Today you will learn:

• Recursive algorithms for permutations and combinations
• Backtracking basics (examples: Sudoku, maze solving)
• Optimizing recursion with memoization and introduction to dynamic programming

By the end, you will be able to write advanced recursive solutions and use backtracking techniques efficiently.

Step 1: Simple Recursion

A basic recursive method prints numbers from 1 to n:

public static void printNumbers(int n) {
    if(n == 0) return;
    printNumbers(n - 1);
    System.out.println(n);
}

Step 2: Recursive Algorithms – Permutations & Combinations

Recursion is commonly used to generate permutations or combinations of a set of elements.
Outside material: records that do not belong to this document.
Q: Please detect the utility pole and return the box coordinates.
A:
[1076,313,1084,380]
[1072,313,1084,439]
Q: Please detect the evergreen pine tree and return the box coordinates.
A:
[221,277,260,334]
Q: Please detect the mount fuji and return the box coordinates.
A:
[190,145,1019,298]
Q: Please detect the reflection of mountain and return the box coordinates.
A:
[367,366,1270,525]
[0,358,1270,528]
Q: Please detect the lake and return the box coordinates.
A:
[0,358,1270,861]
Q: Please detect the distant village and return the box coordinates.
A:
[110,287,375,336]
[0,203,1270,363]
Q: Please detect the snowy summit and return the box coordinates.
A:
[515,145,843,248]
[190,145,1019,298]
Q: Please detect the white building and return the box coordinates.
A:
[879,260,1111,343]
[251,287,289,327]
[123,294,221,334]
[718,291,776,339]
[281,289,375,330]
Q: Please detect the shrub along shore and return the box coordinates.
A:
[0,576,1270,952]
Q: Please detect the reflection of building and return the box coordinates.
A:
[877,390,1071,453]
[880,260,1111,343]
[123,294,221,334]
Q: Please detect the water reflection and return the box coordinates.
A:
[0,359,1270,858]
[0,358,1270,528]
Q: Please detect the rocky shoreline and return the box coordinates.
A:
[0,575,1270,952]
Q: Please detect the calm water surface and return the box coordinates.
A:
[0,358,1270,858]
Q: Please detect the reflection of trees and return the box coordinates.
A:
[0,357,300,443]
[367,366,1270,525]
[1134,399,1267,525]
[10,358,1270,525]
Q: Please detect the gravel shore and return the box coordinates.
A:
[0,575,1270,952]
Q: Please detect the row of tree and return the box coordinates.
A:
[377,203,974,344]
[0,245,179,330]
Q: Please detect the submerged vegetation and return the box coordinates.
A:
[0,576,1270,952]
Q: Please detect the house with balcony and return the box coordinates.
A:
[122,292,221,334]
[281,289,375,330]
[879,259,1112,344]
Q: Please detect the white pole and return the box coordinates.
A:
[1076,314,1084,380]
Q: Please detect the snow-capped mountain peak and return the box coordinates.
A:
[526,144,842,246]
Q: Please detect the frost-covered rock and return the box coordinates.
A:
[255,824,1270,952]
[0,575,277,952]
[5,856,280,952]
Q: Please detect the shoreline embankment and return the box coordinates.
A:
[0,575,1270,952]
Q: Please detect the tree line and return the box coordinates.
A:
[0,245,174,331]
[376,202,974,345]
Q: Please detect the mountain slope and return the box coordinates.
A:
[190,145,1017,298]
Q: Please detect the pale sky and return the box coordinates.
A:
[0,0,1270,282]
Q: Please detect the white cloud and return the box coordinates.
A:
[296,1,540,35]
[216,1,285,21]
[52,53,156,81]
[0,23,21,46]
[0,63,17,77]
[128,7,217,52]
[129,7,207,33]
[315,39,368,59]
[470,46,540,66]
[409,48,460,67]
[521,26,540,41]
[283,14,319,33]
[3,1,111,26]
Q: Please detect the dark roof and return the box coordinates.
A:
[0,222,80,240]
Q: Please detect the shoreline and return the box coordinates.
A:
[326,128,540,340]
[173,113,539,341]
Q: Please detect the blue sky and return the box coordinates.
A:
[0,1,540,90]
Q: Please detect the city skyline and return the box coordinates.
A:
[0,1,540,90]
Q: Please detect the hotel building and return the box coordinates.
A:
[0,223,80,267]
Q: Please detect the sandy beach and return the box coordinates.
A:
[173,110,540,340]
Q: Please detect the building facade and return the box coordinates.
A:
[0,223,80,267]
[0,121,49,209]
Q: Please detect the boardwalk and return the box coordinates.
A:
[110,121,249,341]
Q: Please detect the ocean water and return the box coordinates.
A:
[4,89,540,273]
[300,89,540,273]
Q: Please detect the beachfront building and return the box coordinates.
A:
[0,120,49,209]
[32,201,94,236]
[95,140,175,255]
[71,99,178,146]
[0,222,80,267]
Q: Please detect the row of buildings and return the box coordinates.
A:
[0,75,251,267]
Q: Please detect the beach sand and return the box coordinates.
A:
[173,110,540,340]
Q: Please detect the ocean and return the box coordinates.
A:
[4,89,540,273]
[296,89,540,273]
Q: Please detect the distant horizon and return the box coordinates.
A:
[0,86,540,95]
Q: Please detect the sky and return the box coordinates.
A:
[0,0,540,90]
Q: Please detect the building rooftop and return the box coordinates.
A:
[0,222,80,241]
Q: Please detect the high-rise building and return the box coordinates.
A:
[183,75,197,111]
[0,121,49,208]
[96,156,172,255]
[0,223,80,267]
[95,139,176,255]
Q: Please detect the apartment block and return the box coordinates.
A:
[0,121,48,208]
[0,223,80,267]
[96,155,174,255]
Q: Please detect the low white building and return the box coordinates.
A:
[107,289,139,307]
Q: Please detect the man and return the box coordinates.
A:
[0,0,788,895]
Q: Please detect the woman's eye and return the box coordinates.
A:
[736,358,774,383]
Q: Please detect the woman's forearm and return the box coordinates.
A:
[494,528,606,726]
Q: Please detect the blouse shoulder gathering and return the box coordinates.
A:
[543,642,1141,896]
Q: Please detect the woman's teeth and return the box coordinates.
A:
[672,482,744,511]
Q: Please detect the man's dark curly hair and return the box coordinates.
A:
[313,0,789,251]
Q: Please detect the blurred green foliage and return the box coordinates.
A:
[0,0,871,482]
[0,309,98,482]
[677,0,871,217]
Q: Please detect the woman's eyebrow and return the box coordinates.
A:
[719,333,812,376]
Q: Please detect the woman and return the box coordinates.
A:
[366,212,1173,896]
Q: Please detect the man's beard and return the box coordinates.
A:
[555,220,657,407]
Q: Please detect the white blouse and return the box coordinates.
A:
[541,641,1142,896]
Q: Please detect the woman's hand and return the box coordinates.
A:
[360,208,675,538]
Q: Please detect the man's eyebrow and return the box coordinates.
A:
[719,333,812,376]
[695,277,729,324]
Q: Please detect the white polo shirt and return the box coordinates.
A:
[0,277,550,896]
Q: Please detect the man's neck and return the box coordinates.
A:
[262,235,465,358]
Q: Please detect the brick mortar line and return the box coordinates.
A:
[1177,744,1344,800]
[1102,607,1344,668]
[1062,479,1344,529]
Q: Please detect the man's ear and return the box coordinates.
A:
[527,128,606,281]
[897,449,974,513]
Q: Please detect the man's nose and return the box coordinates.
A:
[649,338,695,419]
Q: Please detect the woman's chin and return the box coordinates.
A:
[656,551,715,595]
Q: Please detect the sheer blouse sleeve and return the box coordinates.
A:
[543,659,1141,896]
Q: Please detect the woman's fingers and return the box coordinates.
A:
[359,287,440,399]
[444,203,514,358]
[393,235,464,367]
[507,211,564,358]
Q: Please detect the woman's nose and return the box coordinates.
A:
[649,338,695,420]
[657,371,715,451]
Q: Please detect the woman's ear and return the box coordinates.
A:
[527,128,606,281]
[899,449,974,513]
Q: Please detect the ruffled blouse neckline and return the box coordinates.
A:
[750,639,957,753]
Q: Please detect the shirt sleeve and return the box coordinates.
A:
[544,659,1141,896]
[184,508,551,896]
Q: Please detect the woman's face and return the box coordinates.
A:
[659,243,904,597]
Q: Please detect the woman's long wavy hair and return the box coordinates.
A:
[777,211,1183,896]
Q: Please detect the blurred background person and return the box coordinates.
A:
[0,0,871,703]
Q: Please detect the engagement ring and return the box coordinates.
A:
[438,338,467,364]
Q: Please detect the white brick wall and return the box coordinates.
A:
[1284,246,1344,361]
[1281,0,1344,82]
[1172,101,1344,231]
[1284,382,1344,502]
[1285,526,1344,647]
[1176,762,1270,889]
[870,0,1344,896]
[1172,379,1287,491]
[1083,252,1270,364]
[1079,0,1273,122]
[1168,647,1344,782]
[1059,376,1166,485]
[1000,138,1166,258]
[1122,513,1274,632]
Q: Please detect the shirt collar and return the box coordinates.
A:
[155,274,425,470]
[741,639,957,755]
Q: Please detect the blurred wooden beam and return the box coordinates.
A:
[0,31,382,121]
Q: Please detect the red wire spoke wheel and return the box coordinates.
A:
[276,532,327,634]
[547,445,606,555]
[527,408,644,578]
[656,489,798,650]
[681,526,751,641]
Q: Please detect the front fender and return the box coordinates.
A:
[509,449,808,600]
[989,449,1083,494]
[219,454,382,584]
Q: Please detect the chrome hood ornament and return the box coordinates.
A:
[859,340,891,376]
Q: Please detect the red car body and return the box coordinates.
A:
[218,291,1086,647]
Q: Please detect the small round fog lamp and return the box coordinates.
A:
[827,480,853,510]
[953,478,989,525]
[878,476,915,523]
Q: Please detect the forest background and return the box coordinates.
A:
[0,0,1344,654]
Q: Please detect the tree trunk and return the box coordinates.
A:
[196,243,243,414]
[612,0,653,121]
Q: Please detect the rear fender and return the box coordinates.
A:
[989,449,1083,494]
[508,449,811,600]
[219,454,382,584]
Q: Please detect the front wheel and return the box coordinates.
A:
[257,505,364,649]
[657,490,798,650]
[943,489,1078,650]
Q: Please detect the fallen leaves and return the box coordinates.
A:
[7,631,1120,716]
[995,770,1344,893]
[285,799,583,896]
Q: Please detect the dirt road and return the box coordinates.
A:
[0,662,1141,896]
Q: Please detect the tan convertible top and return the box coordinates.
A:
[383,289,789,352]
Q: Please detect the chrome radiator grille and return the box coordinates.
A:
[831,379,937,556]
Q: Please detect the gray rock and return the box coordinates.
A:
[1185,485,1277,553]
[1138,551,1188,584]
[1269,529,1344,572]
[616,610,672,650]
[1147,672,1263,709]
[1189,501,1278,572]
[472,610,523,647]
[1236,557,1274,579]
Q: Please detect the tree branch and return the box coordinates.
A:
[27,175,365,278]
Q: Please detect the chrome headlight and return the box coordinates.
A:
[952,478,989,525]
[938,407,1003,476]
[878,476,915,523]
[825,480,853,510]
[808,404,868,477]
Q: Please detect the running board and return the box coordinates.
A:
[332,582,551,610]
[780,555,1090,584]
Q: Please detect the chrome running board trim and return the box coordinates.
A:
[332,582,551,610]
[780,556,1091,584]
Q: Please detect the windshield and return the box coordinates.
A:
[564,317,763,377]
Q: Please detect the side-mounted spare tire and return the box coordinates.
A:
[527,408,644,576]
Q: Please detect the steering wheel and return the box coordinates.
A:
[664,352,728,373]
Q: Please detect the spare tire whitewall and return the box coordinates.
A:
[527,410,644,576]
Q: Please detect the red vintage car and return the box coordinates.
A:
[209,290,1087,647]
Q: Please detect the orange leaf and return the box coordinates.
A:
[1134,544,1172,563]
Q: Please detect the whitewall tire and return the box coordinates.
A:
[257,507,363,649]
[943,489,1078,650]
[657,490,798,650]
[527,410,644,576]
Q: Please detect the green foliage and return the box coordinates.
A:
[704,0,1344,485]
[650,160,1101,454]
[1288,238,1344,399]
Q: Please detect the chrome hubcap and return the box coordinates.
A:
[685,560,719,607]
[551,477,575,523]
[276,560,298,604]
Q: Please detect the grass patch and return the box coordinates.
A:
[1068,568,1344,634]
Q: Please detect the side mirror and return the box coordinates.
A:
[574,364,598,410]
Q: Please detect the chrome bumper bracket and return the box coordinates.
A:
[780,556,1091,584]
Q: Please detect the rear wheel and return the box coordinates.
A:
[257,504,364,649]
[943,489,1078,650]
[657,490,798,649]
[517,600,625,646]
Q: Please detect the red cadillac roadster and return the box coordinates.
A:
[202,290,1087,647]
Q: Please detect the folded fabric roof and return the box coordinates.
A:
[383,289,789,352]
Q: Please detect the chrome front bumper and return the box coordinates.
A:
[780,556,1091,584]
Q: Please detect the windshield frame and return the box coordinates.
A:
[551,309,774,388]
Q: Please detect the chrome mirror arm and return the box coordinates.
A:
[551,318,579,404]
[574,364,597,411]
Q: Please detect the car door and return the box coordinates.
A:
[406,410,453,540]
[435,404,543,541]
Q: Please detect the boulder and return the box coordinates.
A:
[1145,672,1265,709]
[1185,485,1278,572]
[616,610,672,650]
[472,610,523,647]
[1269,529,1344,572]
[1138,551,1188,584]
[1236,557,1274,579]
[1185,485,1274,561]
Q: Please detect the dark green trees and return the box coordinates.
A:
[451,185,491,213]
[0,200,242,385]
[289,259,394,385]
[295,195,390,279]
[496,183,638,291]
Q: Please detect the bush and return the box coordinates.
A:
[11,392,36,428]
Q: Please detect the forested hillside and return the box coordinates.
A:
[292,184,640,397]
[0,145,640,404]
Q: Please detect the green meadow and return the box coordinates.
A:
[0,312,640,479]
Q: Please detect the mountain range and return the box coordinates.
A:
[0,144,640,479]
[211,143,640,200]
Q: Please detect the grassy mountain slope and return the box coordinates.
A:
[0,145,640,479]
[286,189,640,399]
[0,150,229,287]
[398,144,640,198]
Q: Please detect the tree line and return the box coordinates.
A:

// Example: Permutations of a string
public static void permute(String str, String prefix) {
    if(str.length() == 0) {
        System.out.println(prefix);
    } else {
        for(int i = 0; i < str.length(); i++) {
            String rem = str.substring(0, i) + str.substring(i + 1);
            permute(rem, prefix + str.charAt(i));
        }
    }
}

Step 3: Backtracking Basics

Backtracking is a technique to explore all possible solutions and undo choices when necessary.

Examples:

• Sudoku solver
• Maze solving
• N-Queens problem

Step 4: Optimizing Recursion

Memoization stores results of subproblems to avoid repeated computation.

Map<Integer, Integer> memo = new HashMap<>();

public static int fibonacci(int n) {
    if(n <= 1) return n;
    if(memo.containsKey(n)) return memo.get(n);

    int result = fibonacci(n - 1) + fibonacci(n - 2);
    memo.put(n, result);
    return result;
}

Practice

public static void printNumbers(int n){
    if(n == 0) return;
    printNumbers(n - 1);
    System.out.println(n);
}

Exercise

Write a recursive program to generate all subsets of a set.

Steps:

• Define a recursive function that tracks the current index and current subset
• At each step, include or exclude the current element
• Print the subset when the index reaches the end of the set

Example:

import java.util.*;

public class Subsets {
    public static void generateSubsets(int[] arr, List<Integer> subset, int index) {
        if(index == arr.length) {
            System.out.println(subset);
            return;
        }

        // Include current element
        subset.add(arr[index]);
        generateSubsets(arr, subset, index + 1);

        // Exclude current element
        subset.remove(subset.size() - 1);
        generateSubsets(arr, subset, index + 1);
    }

    public static void main(String[] args) {
        int[] set = {1, 2, 3};
        generateSubsets(set, new ArrayList<>(), 0);
    }
}